At a time of budget stringency, the Pentagon expects to spend about $1 trillion over the next 30 years on modernizing its aging nuclear "triad" of land-based missiles and nuclear-armed bombers and submarines. Almost all of these weapons are nearing the end of their planned operational lives. It's a good moment to think afresh about cost-effectiveness in nuclear deterrence.

The Air Force badly wants a fleet of new long-range bombers costing more than $100 billion to replace its B-52s and B-2s. Strategic bombers have the advantage of being recallable: They can be launched to signal U.S. resolve or intent in a crisis, and ordered home once the message is received. They are also dual-use platforms, capable of carrying nuclear or conventional bombs and missiles.
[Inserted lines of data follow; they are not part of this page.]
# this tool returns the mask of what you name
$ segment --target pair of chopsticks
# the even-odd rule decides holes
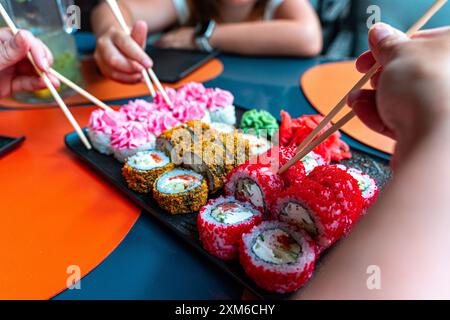
[[[131,35],[130,27],[128,26],[127,22],[125,21],[125,18],[123,17],[123,14],[120,10],[119,5],[117,4],[117,1],[116,0],[106,0],[106,2],[108,3],[109,7],[111,8],[111,11],[113,12],[116,20],[119,22],[122,30],[127,35]],[[142,70],[142,76],[144,77],[145,83],[147,84],[147,87],[150,90],[150,94],[152,95],[152,97],[154,98],[156,96],[155,88],[153,87],[153,84],[152,84],[152,81],[153,81],[153,83],[155,83],[156,87],[158,88],[158,91],[161,92],[161,95],[162,95],[164,101],[169,106],[172,106],[172,102],[170,101],[166,90],[162,86],[161,82],[159,81],[159,79],[156,76],[153,69],[148,68],[148,69]]]
[[[448,0],[437,0],[434,4],[425,12],[425,14],[417,20],[417,22],[408,30],[407,35],[412,36],[414,33],[422,29],[427,22],[446,4]],[[349,94],[361,89],[379,70],[380,65],[376,63],[354,86],[353,88],[339,101],[339,103],[330,111],[330,113],[322,120],[322,122],[306,137],[305,140],[298,146],[296,155],[278,171],[280,174],[286,172],[299,160],[303,159],[311,151],[313,151],[318,145],[328,139],[336,131],[341,129],[347,122],[352,120],[356,114],[354,111],[348,112],[342,119],[340,119],[331,128],[325,131],[316,140],[314,138],[324,129],[333,118],[346,106]],[[313,141],[314,140],[314,141]]]

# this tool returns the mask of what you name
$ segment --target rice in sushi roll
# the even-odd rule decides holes
[[[271,213],[272,218],[306,231],[319,253],[338,241],[350,225],[334,192],[310,179],[281,192]]]
[[[131,190],[149,193],[156,179],[174,167],[170,158],[161,151],[140,151],[127,159],[122,175]]]
[[[153,197],[162,209],[173,215],[192,213],[208,201],[208,186],[201,174],[175,169],[155,181]]]
[[[250,158],[259,156],[272,148],[272,143],[266,138],[257,137],[253,134],[243,134],[242,138],[248,141],[250,147]]]
[[[326,165],[326,161],[321,155],[311,151],[302,160],[303,166],[305,167],[306,174],[310,174],[316,167]]]
[[[206,251],[222,260],[232,260],[238,257],[242,235],[261,221],[262,214],[250,204],[228,196],[210,200],[200,210],[197,226]]]
[[[130,121],[115,128],[111,134],[114,157],[121,163],[139,151],[155,149],[156,137],[148,132],[145,124]]]
[[[119,112],[100,109],[92,112],[89,119],[88,137],[95,150],[106,155],[113,154],[111,134],[124,121],[124,116]]]
[[[277,221],[263,222],[244,234],[239,258],[258,286],[283,294],[300,289],[311,278],[317,256],[305,232]]]
[[[274,198],[282,191],[283,180],[270,166],[244,164],[227,177],[225,191],[239,201],[251,203],[266,216]]]
[[[216,130],[219,133],[230,134],[236,130],[234,126],[222,122],[212,122],[210,126],[211,129]]]
[[[236,108],[233,105],[234,97],[229,91],[222,89],[207,89],[208,110],[212,122],[225,123],[235,126]]]
[[[368,209],[377,199],[379,188],[374,178],[355,168],[348,168],[347,172],[358,181],[359,190],[364,198],[364,208]]]

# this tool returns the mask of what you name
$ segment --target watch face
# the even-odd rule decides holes
[[[196,37],[203,36],[206,33],[206,31],[208,31],[209,24],[210,24],[209,22],[206,22],[206,23],[197,25],[196,30],[195,30],[195,36]]]

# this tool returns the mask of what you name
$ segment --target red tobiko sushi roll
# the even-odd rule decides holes
[[[262,165],[270,165],[273,170],[278,171],[282,166],[289,162],[296,154],[296,148],[275,146],[266,153],[257,158],[257,163]],[[281,175],[286,186],[298,183],[306,176],[305,165],[302,161],[298,161]]]
[[[347,172],[358,181],[359,190],[364,198],[364,209],[367,210],[378,197],[378,183],[374,178],[361,170],[347,168]]]
[[[273,218],[306,231],[319,253],[338,241],[349,227],[334,192],[309,178],[283,191],[271,212]]]
[[[239,258],[247,275],[276,293],[300,289],[312,276],[315,244],[303,231],[282,222],[263,222],[242,236]]]
[[[241,165],[227,176],[225,191],[239,201],[249,202],[267,216],[274,197],[284,187],[276,171],[270,165]]]
[[[262,213],[233,196],[210,200],[197,218],[203,247],[222,260],[238,258],[242,235],[261,223]]]
[[[343,215],[349,220],[346,232],[350,231],[364,212],[365,200],[359,189],[358,181],[347,173],[346,167],[342,165],[317,167],[309,174],[308,178],[329,188],[335,194]]]

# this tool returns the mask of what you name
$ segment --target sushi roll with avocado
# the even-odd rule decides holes
[[[265,138],[257,137],[253,134],[243,134],[242,138],[248,141],[250,147],[250,158],[259,156],[272,148],[272,143]]]
[[[95,110],[89,118],[88,137],[95,150],[102,154],[113,154],[111,134],[125,118],[115,111]]]
[[[306,174],[310,174],[316,167],[326,165],[325,159],[321,155],[311,151],[303,159],[303,166],[305,167]]]
[[[374,178],[355,168],[348,168],[347,172],[358,181],[359,190],[364,198],[364,209],[368,209],[377,199],[379,188]]]
[[[200,210],[208,201],[208,186],[201,174],[175,169],[155,181],[153,197],[170,214],[192,213]]]
[[[149,193],[156,179],[174,169],[169,157],[161,151],[141,151],[129,157],[122,169],[128,187],[139,193]]]
[[[233,133],[236,128],[232,125],[222,123],[222,122],[213,122],[211,123],[211,129],[216,130],[219,133]]]
[[[233,196],[210,200],[197,218],[203,247],[222,260],[238,258],[242,235],[262,221],[262,214]]]
[[[271,213],[273,219],[306,231],[319,253],[338,241],[351,225],[333,191],[309,179],[281,192]]]
[[[261,288],[276,293],[300,289],[312,276],[314,242],[303,231],[282,222],[263,222],[242,236],[240,262]]]
[[[273,200],[283,190],[282,178],[270,165],[244,164],[227,177],[225,191],[239,201],[251,203],[266,217]]]

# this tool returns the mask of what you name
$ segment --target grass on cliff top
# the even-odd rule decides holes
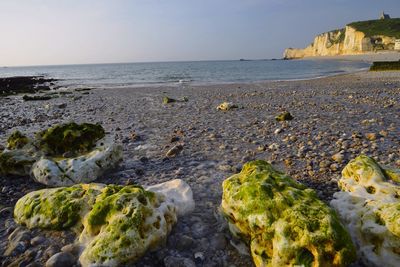
[[[367,37],[385,35],[400,38],[400,18],[358,21],[348,24],[352,28],[365,33]]]

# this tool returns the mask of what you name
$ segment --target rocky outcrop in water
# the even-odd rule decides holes
[[[52,88],[55,81],[43,76],[0,78],[0,96],[47,91]]]

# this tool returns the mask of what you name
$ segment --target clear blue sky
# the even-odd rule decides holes
[[[0,66],[280,58],[400,0],[0,0]]]

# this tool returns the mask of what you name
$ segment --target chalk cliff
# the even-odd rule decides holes
[[[354,22],[345,28],[317,35],[304,49],[287,48],[285,59],[355,55],[380,50],[394,50],[400,38],[400,19]]]

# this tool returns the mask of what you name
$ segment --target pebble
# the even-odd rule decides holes
[[[366,133],[365,138],[367,138],[369,141],[374,141],[376,140],[376,133]]]
[[[52,257],[54,254],[58,253],[60,251],[60,247],[57,245],[50,245],[45,251],[44,251],[44,256],[48,259]]]
[[[342,163],[344,160],[344,154],[342,152],[336,153],[332,156],[332,159],[338,163]]]
[[[195,241],[193,238],[187,235],[181,235],[178,237],[178,240],[176,242],[176,247],[180,250],[186,250],[188,248],[191,248]]]
[[[167,157],[175,157],[183,150],[182,145],[175,145],[170,150],[168,150],[166,156]]]
[[[196,267],[194,261],[188,258],[168,256],[164,259],[165,267]]]
[[[46,261],[46,267],[71,267],[76,262],[75,257],[69,252],[59,252]]]
[[[32,246],[40,245],[40,244],[42,244],[45,240],[46,240],[46,238],[44,238],[43,236],[35,236],[34,238],[31,239],[31,245],[32,245]]]
[[[225,235],[222,233],[216,233],[210,240],[210,245],[212,249],[222,250],[225,249],[227,241]]]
The 14 Ohio-class ballistic-missile submarines are also reaching the end of their anticipated service. The Navy wants new ones at a cost of more than $6 billion apiece. Submarines are the least vulnerable part of the triad, able to patrol the world’s oceans undetected and respond with a devastating counterattack even if U.S. bomber and ICBM forces were destroyed. But they're expensive to build and operate.
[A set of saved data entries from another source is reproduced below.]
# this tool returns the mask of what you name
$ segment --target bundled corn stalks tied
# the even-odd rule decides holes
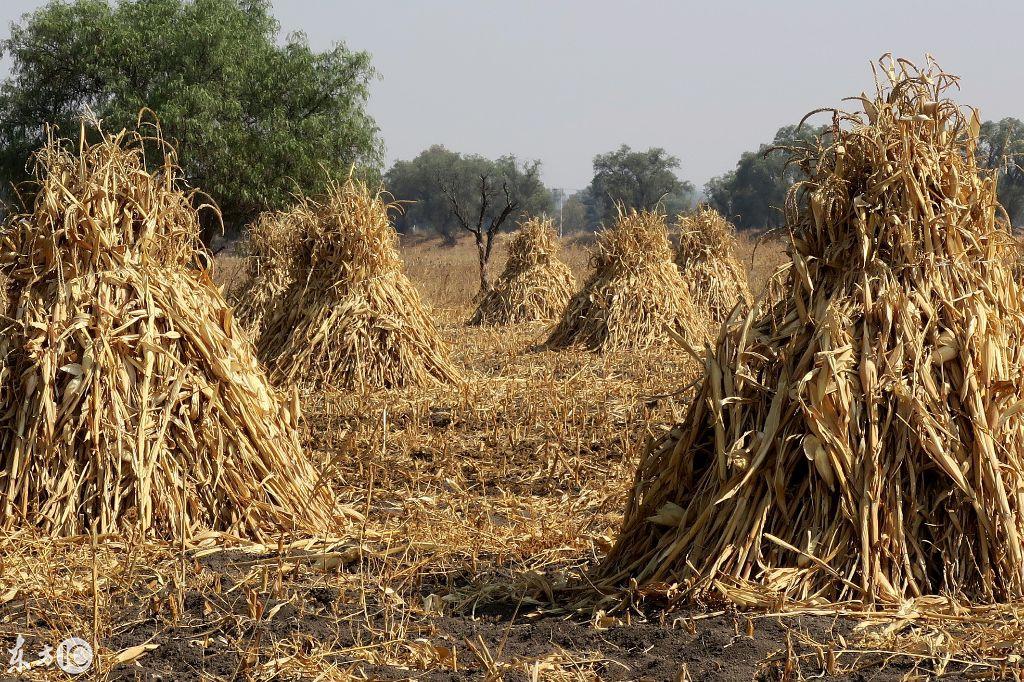
[[[530,218],[508,247],[505,270],[484,294],[469,324],[501,325],[557,320],[576,289],[569,266],[558,259],[554,223]]]
[[[590,277],[546,345],[645,349],[674,334],[700,346],[708,325],[672,262],[665,216],[621,211],[616,225],[598,235]]]
[[[95,136],[83,128],[77,149],[51,137],[34,205],[0,244],[17,292],[0,335],[0,527],[268,539],[332,527],[298,405],[236,331],[173,151],[158,136]],[[152,172],[147,147],[164,154]]]
[[[458,380],[402,272],[392,207],[353,178],[311,204],[293,265],[306,274],[285,291],[257,346],[276,381],[353,388]]]
[[[605,585],[694,598],[1024,597],[1024,304],[979,118],[880,62],[787,200],[788,295],[723,328],[642,459]],[[876,81],[877,82],[877,81]]]
[[[715,325],[750,304],[747,272],[736,258],[736,228],[710,206],[679,216],[676,265],[698,310]]]
[[[253,338],[263,331],[268,311],[280,301],[300,273],[293,271],[295,252],[312,212],[306,202],[288,211],[267,211],[246,228],[241,244],[246,277],[231,291],[235,318]]]

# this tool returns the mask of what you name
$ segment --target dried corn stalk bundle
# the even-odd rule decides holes
[[[311,204],[298,278],[258,343],[275,380],[314,387],[450,383],[448,349],[402,272],[380,193],[349,178]]]
[[[138,527],[277,537],[323,530],[296,430],[207,271],[193,194],[134,133],[51,139],[0,257],[17,291],[0,335],[0,527]]]
[[[637,472],[605,584],[1024,597],[1024,312],[976,112],[884,58],[787,202],[788,296],[722,330]]]
[[[524,222],[509,244],[505,270],[480,300],[469,324],[558,319],[576,289],[572,271],[558,259],[558,248],[551,220]]]
[[[551,332],[550,348],[643,349],[678,333],[691,345],[707,338],[707,322],[672,262],[665,216],[620,212],[598,235],[592,272]]]
[[[710,206],[679,217],[676,265],[698,310],[718,325],[750,303],[747,272],[735,256],[736,229]]]
[[[309,205],[299,202],[287,211],[267,211],[246,229],[241,244],[246,278],[230,296],[235,318],[254,338],[281,295],[301,273],[293,271],[295,252],[311,217]]]

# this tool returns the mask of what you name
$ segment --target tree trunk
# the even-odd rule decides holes
[[[480,264],[480,293],[486,294],[491,290],[491,280],[487,276],[488,253],[484,247],[484,241],[480,235],[476,235],[476,255]]]

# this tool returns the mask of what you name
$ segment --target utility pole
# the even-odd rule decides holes
[[[565,206],[565,188],[556,187],[551,190],[551,193],[555,196],[555,201],[558,203],[558,238],[562,238],[562,207]]]

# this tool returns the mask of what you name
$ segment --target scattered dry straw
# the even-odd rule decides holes
[[[470,324],[518,324],[558,319],[576,289],[569,267],[558,259],[551,220],[530,218],[508,247],[498,281],[480,300]]]
[[[880,69],[864,113],[837,112],[802,160],[788,295],[723,329],[640,465],[605,583],[741,603],[1024,596],[1012,237],[977,112],[943,98],[956,78]]]
[[[0,526],[274,536],[333,501],[210,280],[173,151],[121,132],[51,139],[2,257]],[[147,170],[145,147],[163,158]],[[152,160],[151,160],[152,161]]]
[[[747,269],[735,254],[736,229],[718,211],[700,206],[679,216],[676,265],[694,305],[716,325],[737,303],[750,303]]]
[[[405,386],[457,380],[419,293],[402,272],[393,205],[366,183],[333,185],[296,251],[296,279],[258,348],[276,380]]]
[[[546,345],[644,349],[673,333],[703,344],[707,323],[672,262],[666,229],[658,213],[621,212],[615,227],[598,235],[590,278]]]

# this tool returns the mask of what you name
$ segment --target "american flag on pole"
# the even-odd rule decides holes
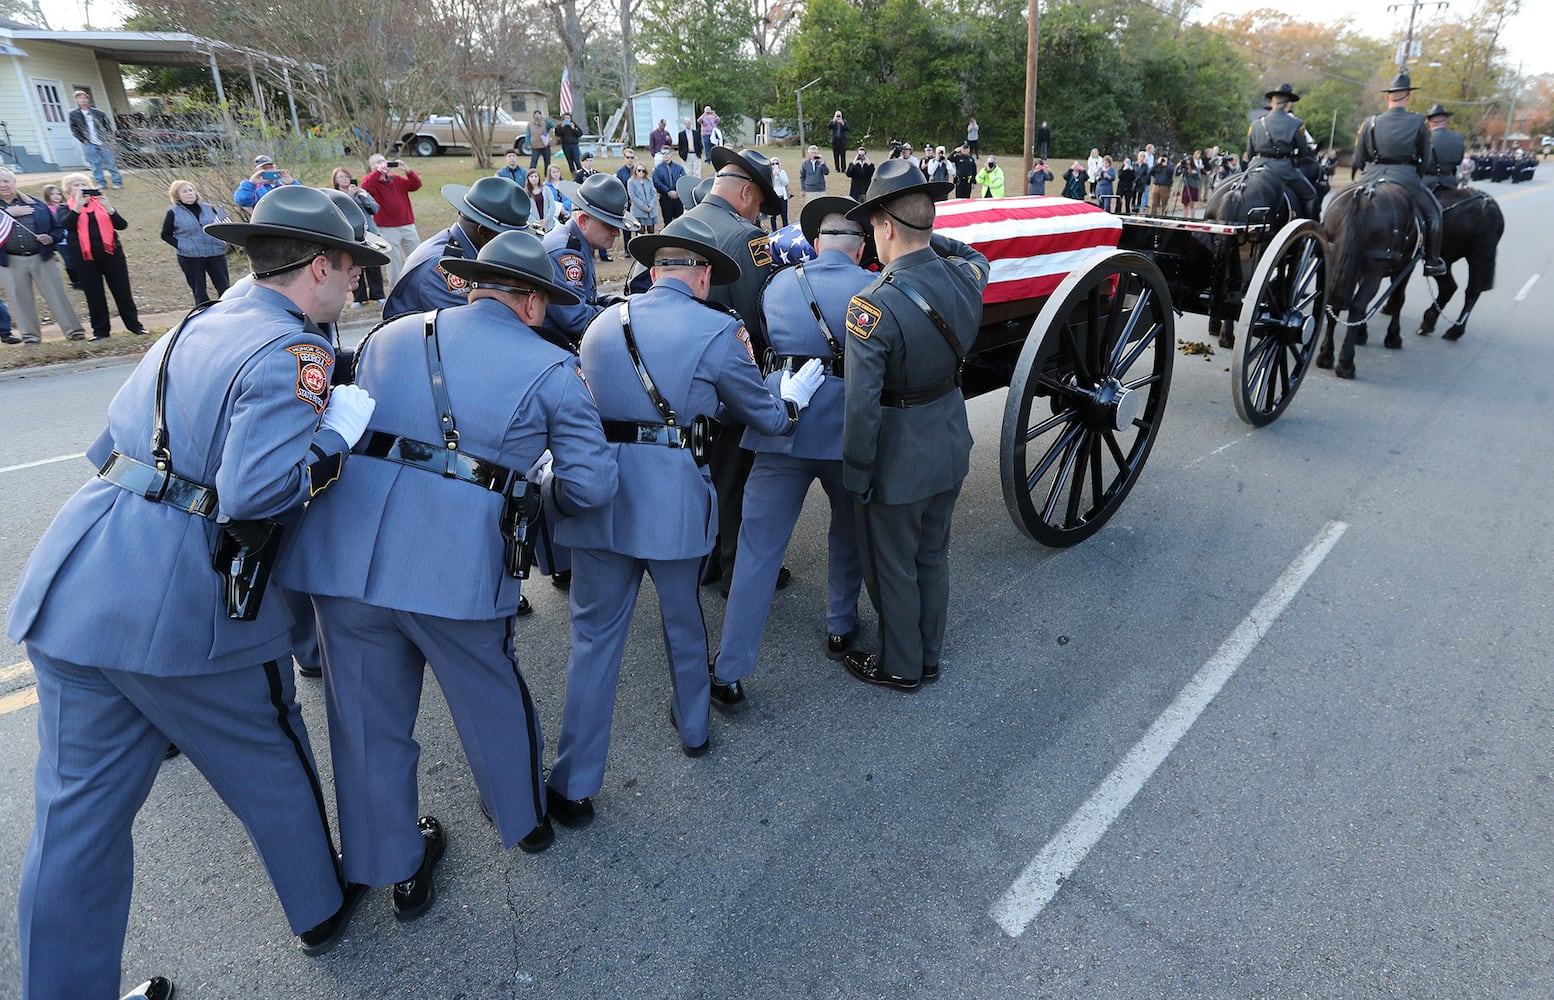
[[[566,67],[561,71],[561,113],[572,113],[572,70]]]
[[[0,247],[11,241],[11,231],[16,228],[16,220],[11,218],[9,212],[0,212]]]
Then there's the Air Force’s aging force of 450 Minuteman III ICBMs. Because they sit in fixed silos, they're individually vulnerable. Their sheer numbers and dispersal make them a credible deterrent, but they can't be used flexibly: It's Armageddon or nothing. Under their current life extension the Minutemen IIIs will last to about 2030, and the Air Force has no plan yet for a replacement.

There's no need to replace them. This portion of the triad can be dispensed with. The land-based missiles are the least cost-effective, and their drawbacks will only loom larger as arms-control efforts move forward. Under the New START agreement, the U.S. and Russia are limited to 1,550 deployed warheads and 700 deployed missiles and bombers, and President Barack Obama has already said he's willing to reduce nuclear forces by an additional third (to roughly 1,000 to 1,100 deployed warheads). At lower numbers of warheads and launchers, the relative vulnerability and inflexibility of ICBMs matter more.

Spending on bombers and submarines makes better sense than spending on ICBMs, but savings that don't compromise security are possible there, too. Hagel's review should propose some.

Obama rightly says he wants to decrease U.S. reliance on nuclear weapons. Achieving that goal will require abandoning some of the orthodoxies of mutually assured destruction. Chief among these is the idea that nuclear deterrence requires maintaining enough weapons to “make the rubble bounce” on doomsday. That's a great way to waste money, but has nothing to do with effective defense.